R266 Does that mean no more Andy-hosted reunions in gaudy hotels with over the top furniture and gowns from the Frederick’s of Hollywood Superboobs Couture collection?
I have come to adore RuPaul’s podcast, and last week he inteviewed Kristin Chenoweth. He asked her what TV she likes and she confessed—claiming embarrassment—that she watches all the Housewives (including Dallas!), Flipping Out, Vanderpump Rules, etc. RuPaul said, “oh, all the Bravo shows. You know what my problem is with those shows...?”
I don’t remember what his problem is. It wasn’t something serious. But his tone changed when she brought Bravo up and I liked to think, as I have said in the Drag Race thread, that he intentionally distances himself from the Cohen-Cooper cult.
I used to like Bravo and thought my black women friends were overreacting to how the Atlanta women were represented, with the wig pulling and screaming, bullhorns, undermining the importance of the Undergroun Railroad, etc. Then suddenly one night I realized how seriously mutilated many of the (mostly now former) BH cast members were. Then on WWHL I realized how Cohen has basically tripled down on this (to me) offensive expectation of conformity among gay men—the opposite of RuPaul. Cohen and Bravo capitalize on “gay” with a parade of cookie-cutter young men who take off their shirts and are gawked at by creepy old Andy, and who serve as either sidekick props to rich old ladies or who are encouraged (you and I) to revere these rich old ladies from our living rooms while obsessing over doing crunches and getting drunk. RuPaul on the other hand acknowledges that vain gay culture with his “pit crew” human props, but the focus of the show is actually on standing out by being the most different, the most creative, most talented, most surprising. Most of the Drag Race casts are not conventionally attractive and that is the only place I can think of that presents gay guys who don’t look like they walked off the CW Starling assembly line. Cohen, and even if the Bravo network has limited his power the network has kept his model, in gay terms is about being “hot,” being intoxicated and either being rich or worshipping people who are. It makes me sick.

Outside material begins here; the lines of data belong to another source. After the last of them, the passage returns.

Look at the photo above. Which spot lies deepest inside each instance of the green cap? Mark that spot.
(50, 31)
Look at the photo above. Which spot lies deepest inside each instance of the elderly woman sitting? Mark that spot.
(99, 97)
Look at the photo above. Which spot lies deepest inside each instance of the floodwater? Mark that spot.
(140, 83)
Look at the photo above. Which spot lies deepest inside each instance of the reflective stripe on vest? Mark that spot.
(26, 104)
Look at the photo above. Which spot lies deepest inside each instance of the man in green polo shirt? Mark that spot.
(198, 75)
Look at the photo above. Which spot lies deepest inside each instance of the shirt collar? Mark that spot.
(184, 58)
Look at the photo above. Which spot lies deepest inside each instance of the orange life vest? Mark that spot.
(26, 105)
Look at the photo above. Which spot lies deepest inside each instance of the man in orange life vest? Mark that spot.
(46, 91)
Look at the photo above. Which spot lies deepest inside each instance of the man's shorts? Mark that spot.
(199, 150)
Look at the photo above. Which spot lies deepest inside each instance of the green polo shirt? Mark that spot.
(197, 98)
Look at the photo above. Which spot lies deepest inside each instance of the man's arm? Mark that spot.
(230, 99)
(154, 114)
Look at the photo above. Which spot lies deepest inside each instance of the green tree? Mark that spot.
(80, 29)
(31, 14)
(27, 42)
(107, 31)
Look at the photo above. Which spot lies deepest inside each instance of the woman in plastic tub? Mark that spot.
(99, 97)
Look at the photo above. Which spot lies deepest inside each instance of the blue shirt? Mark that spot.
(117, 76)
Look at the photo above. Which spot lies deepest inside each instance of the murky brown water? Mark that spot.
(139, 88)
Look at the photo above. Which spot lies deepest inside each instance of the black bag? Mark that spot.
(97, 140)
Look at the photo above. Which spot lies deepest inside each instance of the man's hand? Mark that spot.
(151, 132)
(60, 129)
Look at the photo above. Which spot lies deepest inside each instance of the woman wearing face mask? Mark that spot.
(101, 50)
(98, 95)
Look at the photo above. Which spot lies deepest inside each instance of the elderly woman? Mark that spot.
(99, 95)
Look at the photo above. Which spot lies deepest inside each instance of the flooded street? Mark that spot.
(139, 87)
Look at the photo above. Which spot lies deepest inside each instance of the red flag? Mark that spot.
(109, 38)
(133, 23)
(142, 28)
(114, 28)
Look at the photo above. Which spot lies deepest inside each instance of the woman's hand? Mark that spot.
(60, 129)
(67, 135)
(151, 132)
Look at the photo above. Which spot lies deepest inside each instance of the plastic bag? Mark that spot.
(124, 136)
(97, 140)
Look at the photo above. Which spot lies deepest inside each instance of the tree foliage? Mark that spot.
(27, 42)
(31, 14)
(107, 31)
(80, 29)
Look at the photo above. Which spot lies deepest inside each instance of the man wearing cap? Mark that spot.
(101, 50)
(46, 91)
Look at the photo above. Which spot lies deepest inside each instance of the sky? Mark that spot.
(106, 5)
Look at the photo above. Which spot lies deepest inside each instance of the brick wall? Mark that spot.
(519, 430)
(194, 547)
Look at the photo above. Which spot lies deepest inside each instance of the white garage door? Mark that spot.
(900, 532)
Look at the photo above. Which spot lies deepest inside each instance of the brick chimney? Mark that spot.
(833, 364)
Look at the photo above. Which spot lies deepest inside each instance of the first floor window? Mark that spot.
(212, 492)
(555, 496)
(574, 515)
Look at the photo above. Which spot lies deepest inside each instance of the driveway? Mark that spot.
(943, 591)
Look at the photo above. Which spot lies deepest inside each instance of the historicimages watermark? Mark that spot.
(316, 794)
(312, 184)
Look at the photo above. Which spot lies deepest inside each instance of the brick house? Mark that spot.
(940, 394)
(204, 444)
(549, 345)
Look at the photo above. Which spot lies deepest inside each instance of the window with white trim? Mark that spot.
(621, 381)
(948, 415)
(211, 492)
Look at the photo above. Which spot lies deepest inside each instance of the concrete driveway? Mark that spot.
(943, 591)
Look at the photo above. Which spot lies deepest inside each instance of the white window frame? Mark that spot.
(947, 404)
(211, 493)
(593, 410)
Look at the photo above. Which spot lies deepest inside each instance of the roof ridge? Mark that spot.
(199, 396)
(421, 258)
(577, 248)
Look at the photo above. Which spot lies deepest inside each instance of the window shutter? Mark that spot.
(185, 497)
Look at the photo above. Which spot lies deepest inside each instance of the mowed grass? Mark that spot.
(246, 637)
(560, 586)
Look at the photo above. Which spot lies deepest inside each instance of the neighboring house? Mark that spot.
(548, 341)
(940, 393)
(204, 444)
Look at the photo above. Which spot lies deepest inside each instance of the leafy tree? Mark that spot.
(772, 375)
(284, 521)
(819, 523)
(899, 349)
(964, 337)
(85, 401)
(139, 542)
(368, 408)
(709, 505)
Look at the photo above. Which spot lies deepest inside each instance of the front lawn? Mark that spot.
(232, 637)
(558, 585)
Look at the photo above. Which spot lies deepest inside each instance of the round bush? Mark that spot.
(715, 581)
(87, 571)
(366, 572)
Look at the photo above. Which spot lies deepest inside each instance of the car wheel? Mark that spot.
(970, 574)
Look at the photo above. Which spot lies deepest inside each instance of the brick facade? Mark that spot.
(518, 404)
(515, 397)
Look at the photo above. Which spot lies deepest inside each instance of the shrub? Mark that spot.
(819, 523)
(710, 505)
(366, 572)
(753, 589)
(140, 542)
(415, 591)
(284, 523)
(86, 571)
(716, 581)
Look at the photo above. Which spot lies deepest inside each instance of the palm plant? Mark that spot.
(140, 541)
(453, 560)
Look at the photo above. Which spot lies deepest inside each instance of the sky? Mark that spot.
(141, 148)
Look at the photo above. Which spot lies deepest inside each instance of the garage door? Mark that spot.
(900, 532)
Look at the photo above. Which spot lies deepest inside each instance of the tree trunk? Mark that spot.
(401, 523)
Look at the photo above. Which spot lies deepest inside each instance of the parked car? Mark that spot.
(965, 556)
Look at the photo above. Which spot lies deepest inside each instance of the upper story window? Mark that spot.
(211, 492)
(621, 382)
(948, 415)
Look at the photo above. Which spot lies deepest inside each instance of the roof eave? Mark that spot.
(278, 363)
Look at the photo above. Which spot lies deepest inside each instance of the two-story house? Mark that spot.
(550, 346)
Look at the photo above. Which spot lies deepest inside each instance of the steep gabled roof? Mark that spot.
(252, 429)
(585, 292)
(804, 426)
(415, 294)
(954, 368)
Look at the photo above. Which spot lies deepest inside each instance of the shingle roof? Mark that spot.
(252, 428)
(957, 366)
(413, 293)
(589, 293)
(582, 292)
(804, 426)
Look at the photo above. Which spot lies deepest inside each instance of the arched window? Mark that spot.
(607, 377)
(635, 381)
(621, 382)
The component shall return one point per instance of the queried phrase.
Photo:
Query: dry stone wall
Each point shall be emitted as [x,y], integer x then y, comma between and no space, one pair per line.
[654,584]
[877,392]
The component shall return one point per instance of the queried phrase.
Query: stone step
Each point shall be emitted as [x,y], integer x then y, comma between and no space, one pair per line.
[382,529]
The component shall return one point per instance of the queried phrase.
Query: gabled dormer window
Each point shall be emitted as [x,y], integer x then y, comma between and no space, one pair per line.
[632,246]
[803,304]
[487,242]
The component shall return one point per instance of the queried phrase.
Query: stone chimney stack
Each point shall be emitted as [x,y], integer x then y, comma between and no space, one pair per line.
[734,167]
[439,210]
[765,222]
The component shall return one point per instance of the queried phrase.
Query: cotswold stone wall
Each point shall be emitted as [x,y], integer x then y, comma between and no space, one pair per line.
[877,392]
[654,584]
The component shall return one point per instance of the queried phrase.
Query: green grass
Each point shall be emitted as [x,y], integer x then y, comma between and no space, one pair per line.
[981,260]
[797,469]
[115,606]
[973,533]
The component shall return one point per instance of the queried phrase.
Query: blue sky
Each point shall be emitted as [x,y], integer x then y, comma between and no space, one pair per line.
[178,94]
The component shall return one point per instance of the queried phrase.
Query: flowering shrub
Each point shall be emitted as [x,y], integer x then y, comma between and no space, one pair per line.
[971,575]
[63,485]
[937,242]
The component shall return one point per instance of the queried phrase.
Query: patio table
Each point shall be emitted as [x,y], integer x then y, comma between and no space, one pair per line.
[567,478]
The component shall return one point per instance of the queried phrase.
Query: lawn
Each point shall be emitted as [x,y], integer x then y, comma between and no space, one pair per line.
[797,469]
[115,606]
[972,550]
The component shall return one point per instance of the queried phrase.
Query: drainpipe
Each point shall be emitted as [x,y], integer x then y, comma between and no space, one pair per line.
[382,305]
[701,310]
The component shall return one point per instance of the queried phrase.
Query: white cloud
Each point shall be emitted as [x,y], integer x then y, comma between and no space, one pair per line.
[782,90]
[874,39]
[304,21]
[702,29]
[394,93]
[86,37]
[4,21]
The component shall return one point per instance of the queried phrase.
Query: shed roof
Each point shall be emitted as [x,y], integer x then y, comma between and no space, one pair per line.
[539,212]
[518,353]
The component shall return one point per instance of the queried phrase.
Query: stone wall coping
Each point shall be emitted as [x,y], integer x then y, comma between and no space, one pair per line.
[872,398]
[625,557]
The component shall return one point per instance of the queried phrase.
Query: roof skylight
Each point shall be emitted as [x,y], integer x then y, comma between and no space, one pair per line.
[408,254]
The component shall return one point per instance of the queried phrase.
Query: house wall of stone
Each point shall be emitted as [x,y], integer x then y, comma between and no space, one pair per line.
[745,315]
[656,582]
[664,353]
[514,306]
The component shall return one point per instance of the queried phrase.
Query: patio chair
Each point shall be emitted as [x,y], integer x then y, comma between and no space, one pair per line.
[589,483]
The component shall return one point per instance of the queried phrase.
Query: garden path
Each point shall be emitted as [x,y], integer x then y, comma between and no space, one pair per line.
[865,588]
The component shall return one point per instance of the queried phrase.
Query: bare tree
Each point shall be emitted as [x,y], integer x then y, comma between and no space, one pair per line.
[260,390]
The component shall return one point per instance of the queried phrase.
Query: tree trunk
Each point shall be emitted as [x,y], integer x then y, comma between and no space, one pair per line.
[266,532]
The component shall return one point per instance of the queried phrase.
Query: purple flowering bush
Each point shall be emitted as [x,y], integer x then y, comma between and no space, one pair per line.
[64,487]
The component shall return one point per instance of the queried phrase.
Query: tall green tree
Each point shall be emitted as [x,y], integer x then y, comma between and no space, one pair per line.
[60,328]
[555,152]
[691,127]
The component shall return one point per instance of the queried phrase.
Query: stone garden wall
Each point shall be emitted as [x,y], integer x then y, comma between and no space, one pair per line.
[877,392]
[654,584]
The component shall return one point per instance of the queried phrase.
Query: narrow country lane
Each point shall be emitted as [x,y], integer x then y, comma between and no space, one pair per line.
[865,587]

Brandi on Big Brother, apart from a Housewives cast, stands out much more as the sort of people Cohen/Bravo have cast. She was once gorgeous but is in the process of Michael Jackson-level self-mutilation. She seems to be drunk or at least drinking all the time on Big Brother (as she did on RHOBH) and plays it up like it’s funny and cool, as her Bravo pimp daddy does with alcohol, weed and cocaine. It’s really sad to me to watch. I saw an ep of Big Brother in which she has to crawl through a dark room and she slurred “OF COURSE I had a glass of wine first to calm my nerves” with a giggle. A glass of wine, fine, but Bravo actually celebrates alcoholism and takes everything way too far—I honestly thought the show might show Kim Richards OD and play it up in dramatic promotions and then build Kyle up as a strong survivor, etc.
I’ve had my fill of what this network offers. I am not coming from a place of “social justice.” I just feel personally insulted by the way the network coopted gay identities and essentially was a major force in eradicating the parts of gay culture that I’ve always identified with—creativity, individualism, being proud of being different—and mainstreamed “gay” as an entirely superficial, uninteresting, paint-by-numbers identity based on consumerism, narcissism, and old men and women denying their ages through terrifying surgeries, drugs and alcohol, and fucking trophy guys.